While talking about his collaboration with Karachi Grammar School (KGS), Jan explained that each maths student took three sessions per week for three months. Firstly, the programme fills the identified gaps in their conceptual learning and then goes on to the subsequent levels and works through them.
“What happened at the end of those three months was a complete surprise,” said Jan. “The successive follow-up assessments established that each of them has raised their maths competency level by over one year in just three months.”

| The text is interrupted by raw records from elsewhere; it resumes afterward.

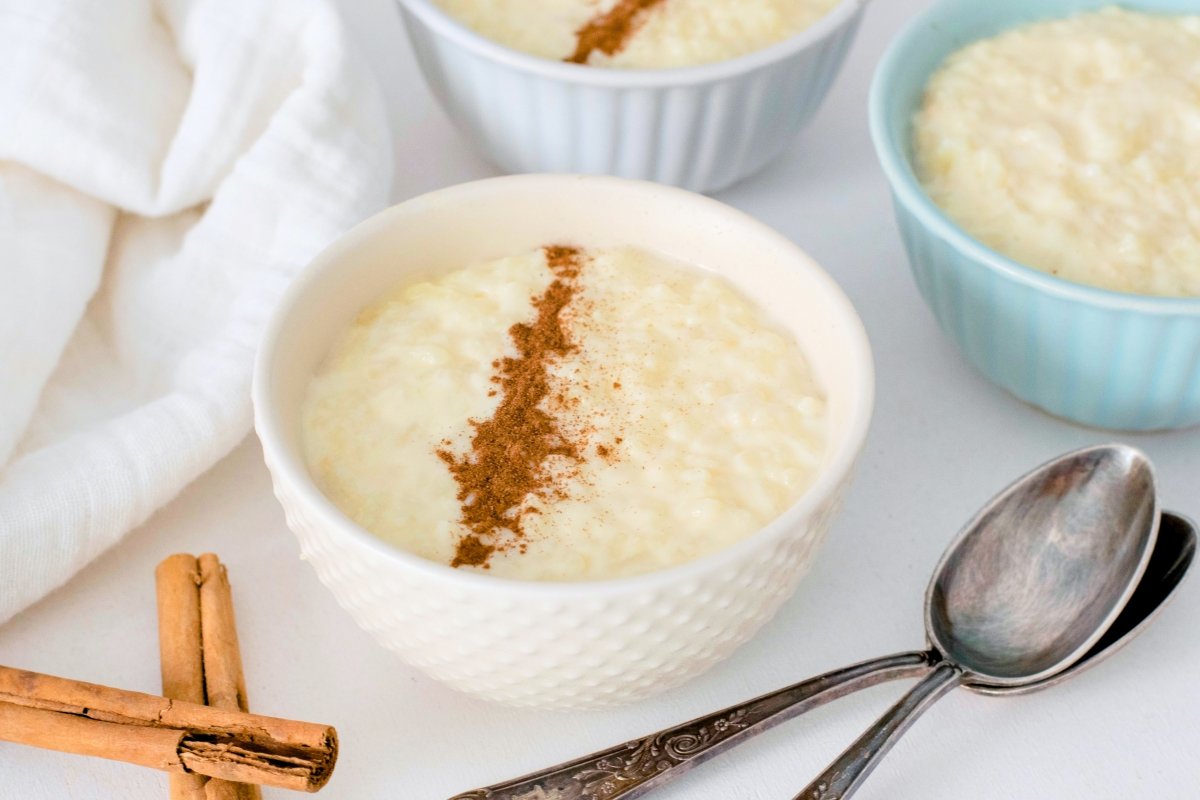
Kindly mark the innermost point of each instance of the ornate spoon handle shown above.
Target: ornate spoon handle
(843, 777)
(634, 768)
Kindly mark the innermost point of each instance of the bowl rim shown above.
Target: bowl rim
(444, 24)
(901, 176)
(287, 467)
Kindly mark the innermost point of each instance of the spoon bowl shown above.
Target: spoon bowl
(1117, 475)
(1025, 590)
(1039, 575)
(1174, 553)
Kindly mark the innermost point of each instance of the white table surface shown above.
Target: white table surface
(942, 443)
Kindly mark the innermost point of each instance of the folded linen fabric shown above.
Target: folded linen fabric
(166, 167)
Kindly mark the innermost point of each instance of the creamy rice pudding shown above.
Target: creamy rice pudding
(1073, 146)
(639, 34)
(564, 414)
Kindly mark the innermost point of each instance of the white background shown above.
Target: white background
(943, 441)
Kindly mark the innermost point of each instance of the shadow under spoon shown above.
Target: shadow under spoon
(635, 768)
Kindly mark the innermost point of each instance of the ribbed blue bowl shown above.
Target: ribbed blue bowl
(1099, 358)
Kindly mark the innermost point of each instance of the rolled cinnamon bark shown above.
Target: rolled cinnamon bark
(171, 735)
(223, 679)
(180, 651)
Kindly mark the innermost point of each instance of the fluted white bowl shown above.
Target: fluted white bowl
(700, 127)
(558, 644)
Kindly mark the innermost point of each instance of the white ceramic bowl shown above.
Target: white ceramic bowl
(701, 127)
(558, 644)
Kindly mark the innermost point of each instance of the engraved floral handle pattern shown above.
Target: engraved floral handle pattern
(636, 767)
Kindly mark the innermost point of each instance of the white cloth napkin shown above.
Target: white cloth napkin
(166, 167)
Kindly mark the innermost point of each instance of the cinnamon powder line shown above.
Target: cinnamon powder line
(511, 452)
(610, 31)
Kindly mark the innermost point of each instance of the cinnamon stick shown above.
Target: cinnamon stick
(173, 735)
(223, 679)
(180, 651)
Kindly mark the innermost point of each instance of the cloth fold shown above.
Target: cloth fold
(166, 167)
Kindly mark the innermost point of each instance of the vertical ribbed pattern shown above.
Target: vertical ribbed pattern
(1103, 365)
(701, 137)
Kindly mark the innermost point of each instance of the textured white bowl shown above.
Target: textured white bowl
(701, 127)
(558, 644)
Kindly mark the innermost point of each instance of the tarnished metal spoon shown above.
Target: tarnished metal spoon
(631, 769)
(1027, 588)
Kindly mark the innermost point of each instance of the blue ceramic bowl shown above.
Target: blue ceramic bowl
(1099, 358)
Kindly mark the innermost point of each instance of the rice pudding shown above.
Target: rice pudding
(639, 34)
(564, 414)
(1073, 146)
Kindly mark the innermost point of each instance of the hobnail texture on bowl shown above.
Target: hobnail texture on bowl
(559, 644)
(696, 127)
(1099, 358)
(558, 653)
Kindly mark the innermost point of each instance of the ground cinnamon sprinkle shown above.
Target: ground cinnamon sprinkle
(510, 452)
(610, 31)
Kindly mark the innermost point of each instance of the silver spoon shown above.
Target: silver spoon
(1029, 587)
(631, 769)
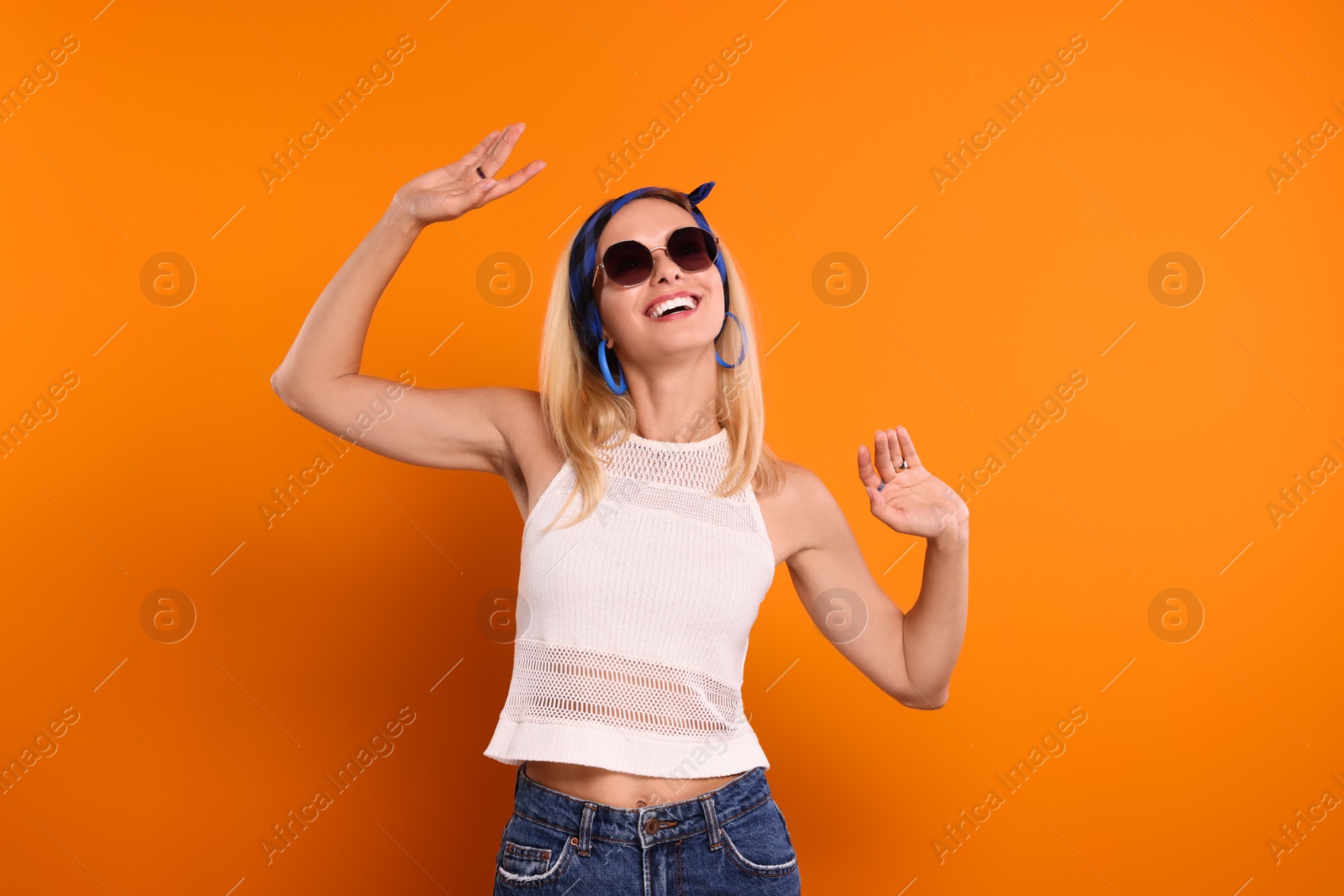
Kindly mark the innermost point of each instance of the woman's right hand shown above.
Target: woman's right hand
(454, 190)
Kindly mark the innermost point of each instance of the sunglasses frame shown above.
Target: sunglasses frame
(712, 261)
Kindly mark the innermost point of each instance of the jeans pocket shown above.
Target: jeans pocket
(759, 842)
(533, 853)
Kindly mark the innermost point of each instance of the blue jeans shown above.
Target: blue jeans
(732, 840)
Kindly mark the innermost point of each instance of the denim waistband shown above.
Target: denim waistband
(647, 826)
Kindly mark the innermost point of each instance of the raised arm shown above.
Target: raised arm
(463, 429)
(911, 654)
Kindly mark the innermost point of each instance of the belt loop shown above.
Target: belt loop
(711, 822)
(586, 829)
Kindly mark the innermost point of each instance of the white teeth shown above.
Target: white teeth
(685, 301)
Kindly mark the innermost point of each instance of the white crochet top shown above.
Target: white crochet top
(633, 622)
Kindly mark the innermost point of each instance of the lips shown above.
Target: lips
(671, 300)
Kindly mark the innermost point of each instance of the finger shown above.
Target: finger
(497, 154)
(886, 469)
(897, 454)
(479, 149)
(517, 179)
(866, 473)
(907, 448)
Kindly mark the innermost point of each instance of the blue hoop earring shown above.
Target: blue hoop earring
(606, 371)
(743, 352)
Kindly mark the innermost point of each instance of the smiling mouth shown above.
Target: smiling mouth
(676, 307)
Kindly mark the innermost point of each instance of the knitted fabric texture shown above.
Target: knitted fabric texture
(633, 624)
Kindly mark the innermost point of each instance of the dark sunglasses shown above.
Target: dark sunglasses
(631, 262)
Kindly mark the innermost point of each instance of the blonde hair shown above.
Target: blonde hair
(582, 412)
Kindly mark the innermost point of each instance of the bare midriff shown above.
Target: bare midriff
(618, 789)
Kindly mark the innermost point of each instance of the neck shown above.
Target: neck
(676, 402)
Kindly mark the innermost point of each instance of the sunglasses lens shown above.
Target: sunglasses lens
(628, 262)
(691, 249)
(631, 262)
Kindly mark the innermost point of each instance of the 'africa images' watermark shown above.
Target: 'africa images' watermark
(346, 103)
(1052, 73)
(1052, 743)
(284, 836)
(682, 105)
(378, 410)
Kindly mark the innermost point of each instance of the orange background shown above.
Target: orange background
(1030, 265)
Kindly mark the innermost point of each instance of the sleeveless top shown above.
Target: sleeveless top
(632, 625)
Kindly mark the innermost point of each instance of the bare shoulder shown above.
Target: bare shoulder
(799, 512)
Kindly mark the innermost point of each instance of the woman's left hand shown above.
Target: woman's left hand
(913, 501)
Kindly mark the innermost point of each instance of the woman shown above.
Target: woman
(655, 519)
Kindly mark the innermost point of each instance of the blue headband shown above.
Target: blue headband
(584, 312)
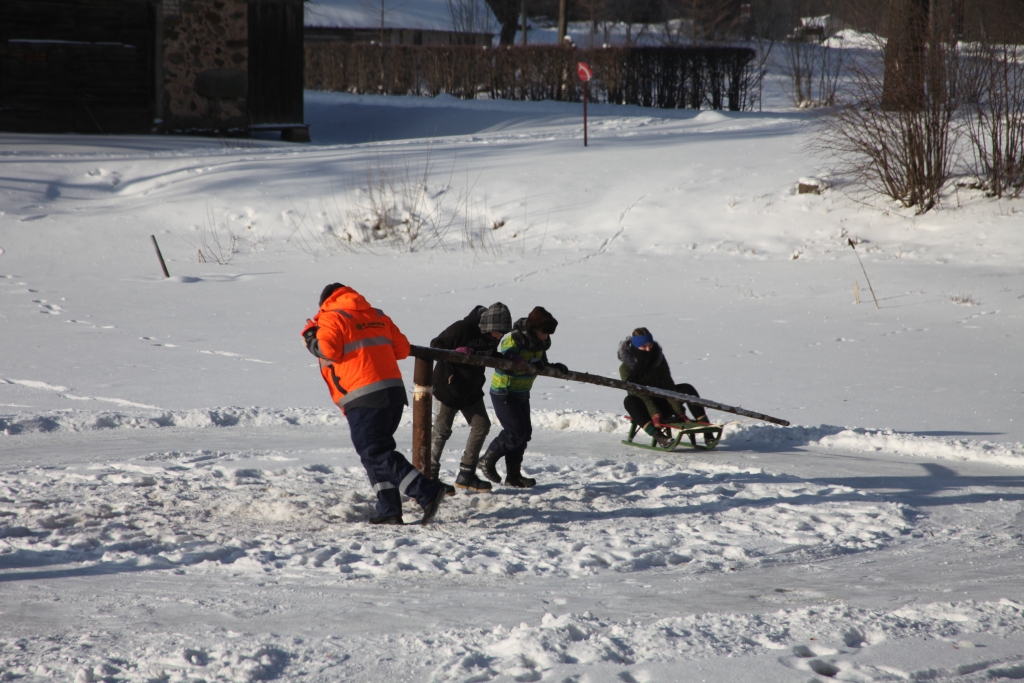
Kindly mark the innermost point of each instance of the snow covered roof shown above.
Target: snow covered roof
(411, 14)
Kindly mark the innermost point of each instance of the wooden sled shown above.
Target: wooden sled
(677, 431)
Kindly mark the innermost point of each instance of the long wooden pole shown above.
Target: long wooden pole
(422, 393)
(586, 378)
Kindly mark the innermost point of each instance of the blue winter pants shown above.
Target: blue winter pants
(513, 413)
(390, 474)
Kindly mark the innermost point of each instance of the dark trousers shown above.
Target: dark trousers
(479, 425)
(513, 414)
(390, 474)
(637, 409)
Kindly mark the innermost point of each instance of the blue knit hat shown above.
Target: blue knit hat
(643, 338)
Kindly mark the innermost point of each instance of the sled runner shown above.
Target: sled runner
(676, 432)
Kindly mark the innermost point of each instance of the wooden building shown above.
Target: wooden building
(201, 67)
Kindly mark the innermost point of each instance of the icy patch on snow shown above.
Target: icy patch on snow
(78, 421)
(868, 440)
(827, 640)
(209, 510)
(744, 435)
(812, 640)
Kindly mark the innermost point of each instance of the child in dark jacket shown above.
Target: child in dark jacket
(527, 344)
(643, 363)
(459, 388)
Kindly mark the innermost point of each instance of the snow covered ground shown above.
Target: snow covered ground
(179, 501)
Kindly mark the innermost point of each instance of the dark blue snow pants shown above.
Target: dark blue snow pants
(513, 413)
(390, 474)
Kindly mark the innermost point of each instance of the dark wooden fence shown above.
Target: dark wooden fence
(77, 66)
(659, 77)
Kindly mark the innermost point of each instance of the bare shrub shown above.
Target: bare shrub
(996, 121)
(813, 73)
(217, 241)
(398, 205)
(905, 150)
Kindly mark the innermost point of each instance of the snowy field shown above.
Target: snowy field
(180, 502)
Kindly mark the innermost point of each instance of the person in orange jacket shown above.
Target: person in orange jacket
(358, 349)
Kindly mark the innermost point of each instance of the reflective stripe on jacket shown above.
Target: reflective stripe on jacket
(510, 381)
(359, 347)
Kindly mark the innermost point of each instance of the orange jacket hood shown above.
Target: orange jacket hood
(345, 299)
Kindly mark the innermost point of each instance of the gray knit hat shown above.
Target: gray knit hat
(497, 318)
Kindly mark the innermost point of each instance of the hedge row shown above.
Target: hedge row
(660, 77)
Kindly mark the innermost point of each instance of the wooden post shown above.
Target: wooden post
(423, 375)
(160, 256)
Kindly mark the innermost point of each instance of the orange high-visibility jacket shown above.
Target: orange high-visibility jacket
(359, 347)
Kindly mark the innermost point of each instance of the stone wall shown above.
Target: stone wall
(206, 65)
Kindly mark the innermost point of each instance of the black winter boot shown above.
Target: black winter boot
(467, 479)
(389, 519)
(660, 438)
(435, 475)
(513, 474)
(487, 466)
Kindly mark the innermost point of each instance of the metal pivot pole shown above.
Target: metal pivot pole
(422, 395)
(585, 88)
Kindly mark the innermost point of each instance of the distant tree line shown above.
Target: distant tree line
(710, 77)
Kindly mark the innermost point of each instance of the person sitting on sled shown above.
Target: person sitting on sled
(643, 363)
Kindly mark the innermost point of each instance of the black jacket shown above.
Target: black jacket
(649, 369)
(455, 384)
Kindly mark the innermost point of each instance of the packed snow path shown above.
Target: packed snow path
(256, 563)
(179, 502)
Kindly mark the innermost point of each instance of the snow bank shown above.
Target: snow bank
(213, 509)
(832, 640)
(737, 434)
(820, 640)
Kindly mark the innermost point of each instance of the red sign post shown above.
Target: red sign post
(585, 73)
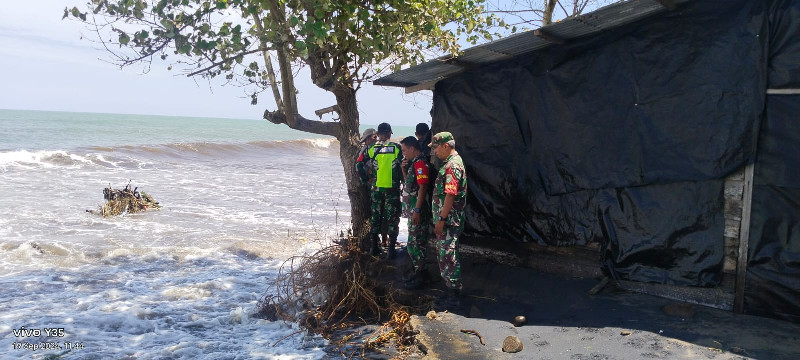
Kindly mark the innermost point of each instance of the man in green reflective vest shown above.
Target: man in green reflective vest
(386, 159)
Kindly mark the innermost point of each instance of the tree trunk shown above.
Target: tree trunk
(349, 145)
(547, 15)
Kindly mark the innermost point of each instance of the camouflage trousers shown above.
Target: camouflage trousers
(449, 259)
(385, 206)
(418, 236)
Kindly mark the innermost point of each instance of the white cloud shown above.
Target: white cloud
(47, 66)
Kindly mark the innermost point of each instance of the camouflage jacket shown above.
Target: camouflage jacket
(452, 179)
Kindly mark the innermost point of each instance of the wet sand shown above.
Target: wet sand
(565, 322)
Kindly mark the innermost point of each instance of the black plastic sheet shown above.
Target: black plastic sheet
(621, 138)
(772, 285)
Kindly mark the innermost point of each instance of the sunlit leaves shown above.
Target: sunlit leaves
(358, 38)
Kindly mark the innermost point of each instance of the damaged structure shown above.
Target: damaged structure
(658, 138)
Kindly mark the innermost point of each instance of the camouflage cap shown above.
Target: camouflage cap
(441, 138)
(367, 133)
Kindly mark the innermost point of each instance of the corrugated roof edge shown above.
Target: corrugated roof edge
(603, 19)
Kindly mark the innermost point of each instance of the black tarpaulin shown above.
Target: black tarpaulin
(621, 139)
(772, 285)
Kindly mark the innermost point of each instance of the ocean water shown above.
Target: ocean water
(238, 197)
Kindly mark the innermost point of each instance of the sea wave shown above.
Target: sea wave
(136, 156)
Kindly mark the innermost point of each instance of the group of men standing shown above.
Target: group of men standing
(401, 177)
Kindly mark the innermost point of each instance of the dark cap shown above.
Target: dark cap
(441, 138)
(384, 128)
(367, 133)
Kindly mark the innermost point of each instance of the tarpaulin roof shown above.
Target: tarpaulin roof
(606, 18)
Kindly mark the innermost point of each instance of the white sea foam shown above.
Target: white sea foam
(181, 282)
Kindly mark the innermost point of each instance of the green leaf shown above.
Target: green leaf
(124, 38)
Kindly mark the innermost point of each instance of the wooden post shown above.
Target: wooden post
(744, 238)
(548, 37)
(669, 4)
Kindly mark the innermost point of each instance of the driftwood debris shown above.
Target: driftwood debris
(125, 201)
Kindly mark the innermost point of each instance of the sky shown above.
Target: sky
(46, 65)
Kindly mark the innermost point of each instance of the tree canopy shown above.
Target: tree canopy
(342, 41)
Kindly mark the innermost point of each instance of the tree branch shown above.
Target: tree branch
(303, 124)
(273, 83)
(218, 63)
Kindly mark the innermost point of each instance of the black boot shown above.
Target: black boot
(450, 301)
(416, 280)
(390, 253)
(374, 249)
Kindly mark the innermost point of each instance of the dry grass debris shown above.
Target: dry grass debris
(125, 201)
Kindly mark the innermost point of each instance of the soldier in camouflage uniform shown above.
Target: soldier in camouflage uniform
(416, 206)
(449, 201)
(386, 158)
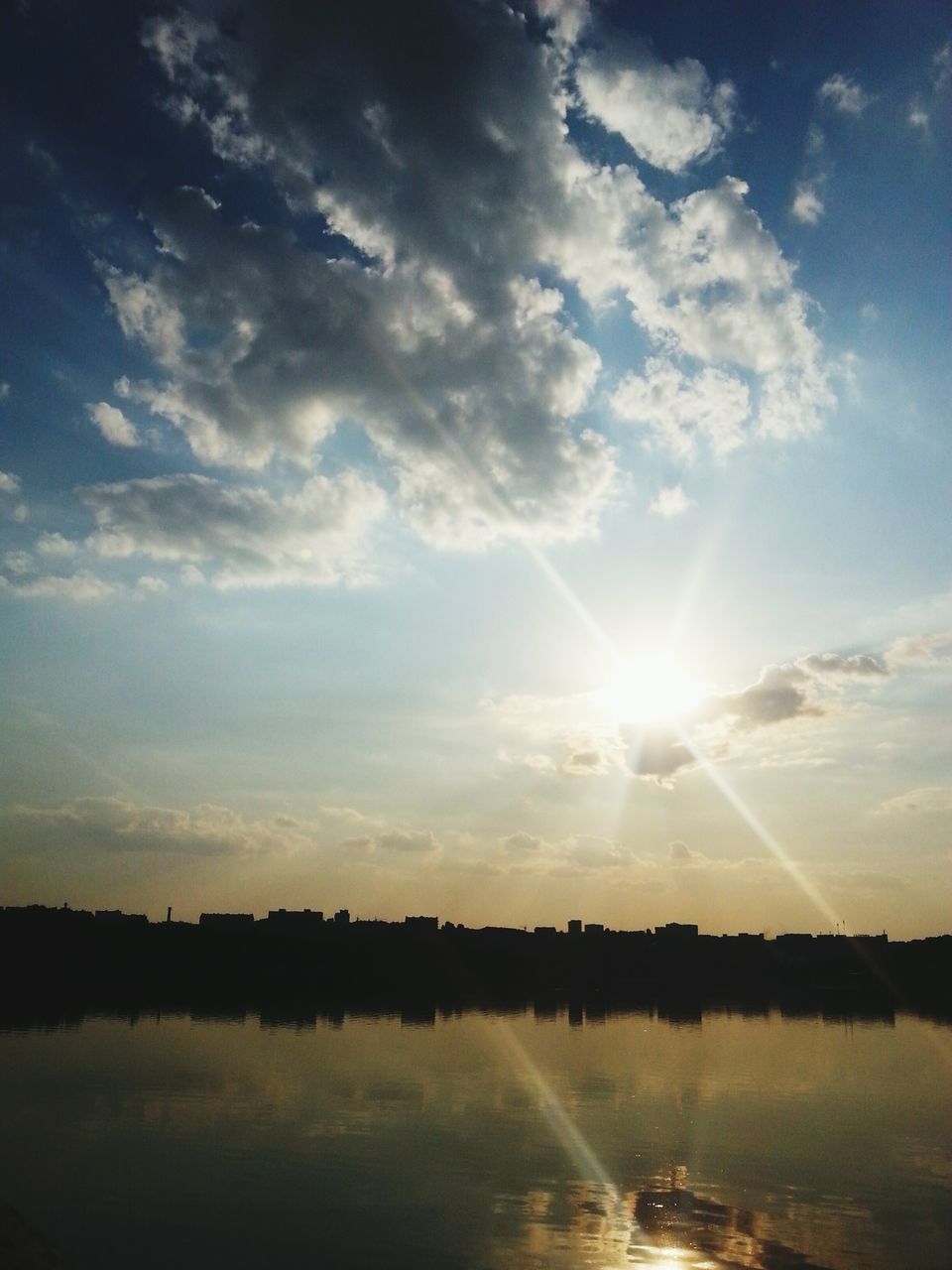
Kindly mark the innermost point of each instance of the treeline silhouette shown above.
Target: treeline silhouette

For the first month, the EDeQUAL’s specialists became as much a part of the classroom and computer lab as the fulltime KGS teachers, facilitating the students in their learning while training the maths teachers at the same time. In a month’s time, the teachers had enough training that they were able to go ahead with the programme on their own.
“It didn’t feel like tuition; it was fun,” remarked Ali Mehta, a class five KGS student. “Earlier, I wasn’t so good in multiplication, long division, and mental maths but I ended up getting an ‘A’ in my school exams.”
Sabeena Abbasi, a Teach for Pakistan fellow who is presently interning at EDeQUAL, told The Express Tribune that she witnessed a massive improvement in the students’ motivational levels once they join in, followed by a series of achievements. “These were the children who most often had a feeling of failing in maths because they thought they were hopeless at the subject.”
Published in The Express Tribune, June 21st, 2014.